RaiseMe, a startup that offers students micro-scholarships for colleges, raised $15m to expand.

RaiseMe, a ‘micro-scholarship’ startup that offers high school students money for achieving milestones, just raised $15m to expand its platform. The program, backed by the Chan Zuckerberg Initiative, has already awarded students $2B. 

RaiseMe raised $15m to expand its ‘micro-scholarship’ platform for students

Proponents believe RaiseMe incentivizes students from underrepresented backgrounds to go to college, but critics argue that monetizing learning  distorts the value of education and helps colleges more than students.

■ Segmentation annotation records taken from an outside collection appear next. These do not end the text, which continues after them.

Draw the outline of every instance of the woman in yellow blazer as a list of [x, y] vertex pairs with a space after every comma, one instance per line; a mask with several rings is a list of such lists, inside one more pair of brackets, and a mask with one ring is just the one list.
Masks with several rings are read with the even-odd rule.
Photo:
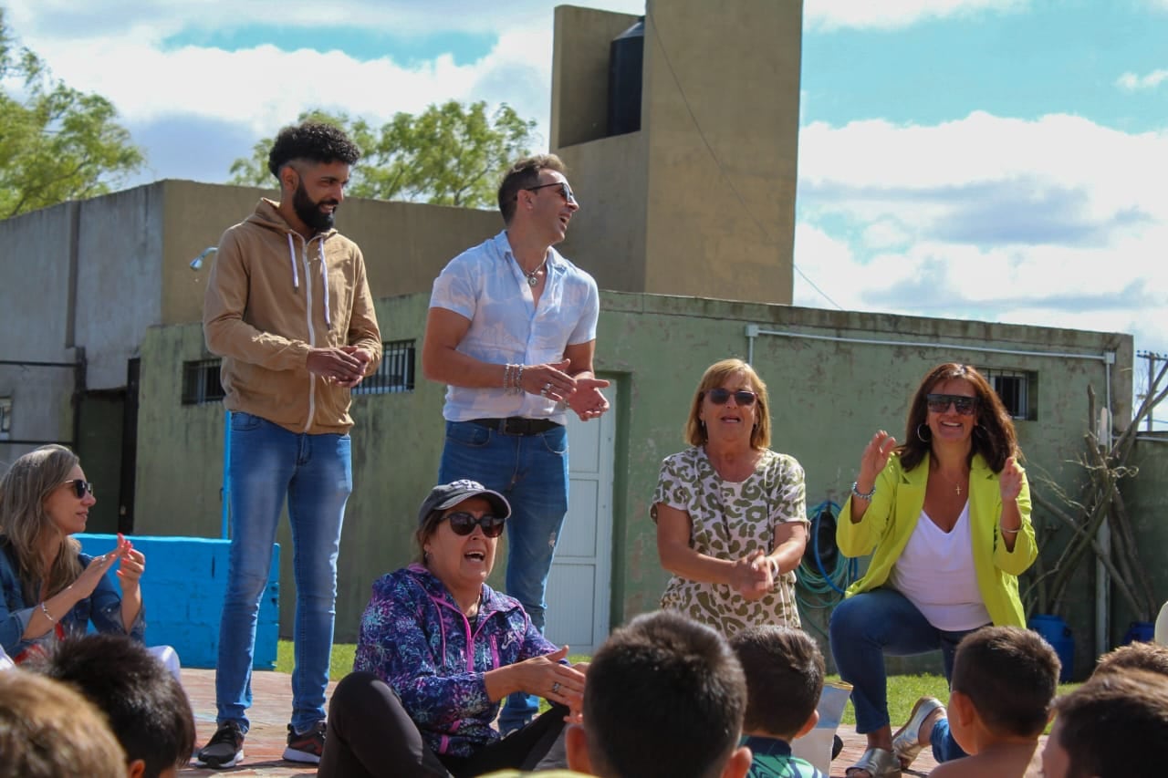
[[962, 637], [989, 624], [1026, 625], [1017, 576], [1038, 551], [1018, 457], [996, 393], [974, 368], [952, 362], [917, 388], [904, 444], [881, 430], [864, 449], [836, 542], [846, 556], [872, 556], [830, 621], [832, 654], [854, 687], [856, 731], [868, 736], [848, 776], [899, 776], [926, 745], [938, 762], [965, 756], [933, 697], [918, 700], [892, 735], [884, 654], [940, 648], [950, 678]]

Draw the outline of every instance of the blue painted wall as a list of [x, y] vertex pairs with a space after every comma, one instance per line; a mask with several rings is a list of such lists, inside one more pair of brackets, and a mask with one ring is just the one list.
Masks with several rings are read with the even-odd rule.
[[[116, 535], [75, 535], [82, 550], [105, 554]], [[218, 657], [220, 613], [227, 591], [229, 540], [208, 537], [146, 537], [131, 535], [134, 548], [146, 556], [142, 606], [146, 609], [146, 644], [168, 645], [179, 652], [183, 667], [215, 667]], [[279, 633], [280, 547], [272, 549], [267, 589], [259, 600], [256, 654], [252, 667], [276, 668]], [[118, 577], [111, 575], [114, 582]]]

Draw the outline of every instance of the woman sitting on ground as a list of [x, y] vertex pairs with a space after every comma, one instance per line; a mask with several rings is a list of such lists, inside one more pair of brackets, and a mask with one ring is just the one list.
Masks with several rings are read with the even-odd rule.
[[[18, 664], [54, 640], [83, 634], [90, 623], [142, 639], [146, 557], [120, 535], [97, 557], [70, 537], [85, 530], [96, 502], [77, 456], [64, 446], [25, 454], [0, 480], [0, 646]], [[106, 576], [116, 565], [120, 595]]]
[[[519, 600], [486, 585], [510, 506], [477, 481], [436, 486], [418, 514], [418, 562], [383, 576], [361, 619], [353, 673], [329, 703], [320, 778], [479, 776], [533, 769], [579, 710], [585, 666], [563, 664]], [[499, 703], [551, 709], [505, 738]]]
[[829, 627], [835, 665], [854, 687], [856, 731], [868, 736], [849, 778], [899, 776], [929, 745], [938, 762], [965, 756], [933, 697], [918, 700], [892, 735], [884, 654], [940, 648], [950, 679], [966, 634], [1026, 626], [1017, 576], [1038, 550], [1020, 457], [997, 394], [953, 362], [918, 385], [905, 443], [881, 430], [861, 454], [836, 540], [847, 556], [872, 557]]

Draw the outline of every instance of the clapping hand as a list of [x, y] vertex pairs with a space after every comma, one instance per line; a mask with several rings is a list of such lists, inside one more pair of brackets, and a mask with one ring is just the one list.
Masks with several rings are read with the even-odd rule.
[[1022, 493], [1022, 474], [1024, 472], [1016, 457], [1009, 457], [1006, 460], [1006, 465], [1002, 467], [1001, 475], [997, 479], [1002, 502], [1016, 500], [1018, 494]]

Nothing motivates kids like cold, hard cash

The idea is this: Since the gap between the behavior (getting good grades) and the payoff (getting money for school) is so long, many kids don’t think schoolwork is ‘worth it.’ So to prove school doesn’t drool, RaiseMe assigns scholarship dollar values to specific achievements.

Students then accumulate as much as $80k completing tasks offered by one of the 300+ colleges on the platform. These colleges pay RaiseMe between $4k and $20k for direct access to students. 

As an example, Penn State pays $120 for an A in a core course, $100 for a captain’s role on a team, $100 for not missing a day of school all year, and $5 per hour of community service

But students only get the money once they’ve already gotten in…

Which, according to critics, turns academics into a game that schools, not students, win. Colleges post their own prizes, meaning an A in chemistry could be worth $100 at one school and only $5 at another.

But since students may not ‘unlock’ more money in RaiseMe than they would have earned from schools without it, some critics see the platform as a recruiting tool to nudge kids toward a particular school. 

Some educators also believe RaiseMe’s incentives also encourages students to follow the money rather than their passions.

RaiseMe — and its students — are on the funding fast track

The 1.2m kids that RaiseMe has sent to school are proof that students will play their game. So whether or not gamified achievement is contrary to the spirit of learning, RaiseMe’s mission of expanding access to education seems to be working..

So far, RaiseMe has raised $31.5m in funding for itself. With it, the company plans to get more paying school partners on its platforms — and get more kids in school.